Animal archivists preserve rare breeds
If Noah were here today, gathering two of every livestock breed for the ark would be tough. That’s because of the 65,000 breeds of livestock in the world, about one a week goes extinct, according to the United Nations Food and Agriculture Organization. And about 80 North American breeds are in decline or facing extinction.
Researchers at the School of Veterinary Medicine are working to solve the problem. In conjunction with the nonprofit SVF Foundation of Newport, R.I., Tufts scientists implanted a frozen embryo from a rare Tennessee Myotonic goat into a common Nubian doe. The result: a healthy Myotonic baby goat named Chip that was born last spring.

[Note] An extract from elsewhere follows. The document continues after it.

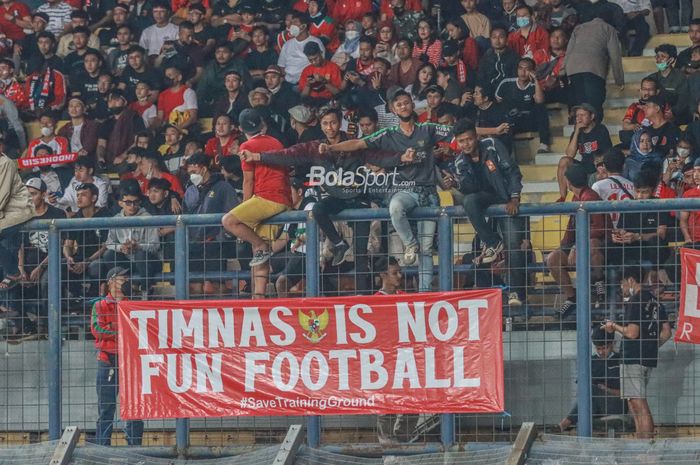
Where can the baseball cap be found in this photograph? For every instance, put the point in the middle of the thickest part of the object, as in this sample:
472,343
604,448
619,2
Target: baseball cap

“We proved that should there ever be a need for this germ plasm, it’s viable in a frozen state,” says Dr. George Saperstein, who holds the Amelia Peabody Chair in Agricultural Sciences and is the assistant dean of research at the veterinary school.
Chip was selected from a SVF Foundation library of 12,000 embryos, doses of semen, cells and blood samples gathered from rare breeds of food- and fiber-producing cows, sheep and goats. The SVF library was established in 2002 to protect genetic diversity and guard the nation’s food supply from catastrophic loss, including agroterrorism.
“Chip the goat represents the closure of the first chapter of this effort,” Saperstein says, “and that is the completion of the first breeding library in the frozen state. Now we’re moving on to other breeds.”
Frozen embryos are viable for more than 50 years and could some day help solve livestock disease or parasite problems. For example, a major challenge in the sheep industry is internal parasites. If the drugs to control the parasites stop working, Saperstein says, “we might decide to reawaken the Gulf Coast sheep breed, which is naturally resistant to such parasites.” A half-century from now, he says it might be possible to insert genetic blueprints from frozen cells into valuable commercial breeds to confer immunity to disease or improve their hardiness.
Saperstein notes this is not a commercial venture. “It’s really a historical project. The genetics we’re dealing with and preserving are the same as they were 100, 200, 300 years ago. If we’re preserving a breed that was present in Thomas Jefferson’s day, we’re preserving a part of Americana.”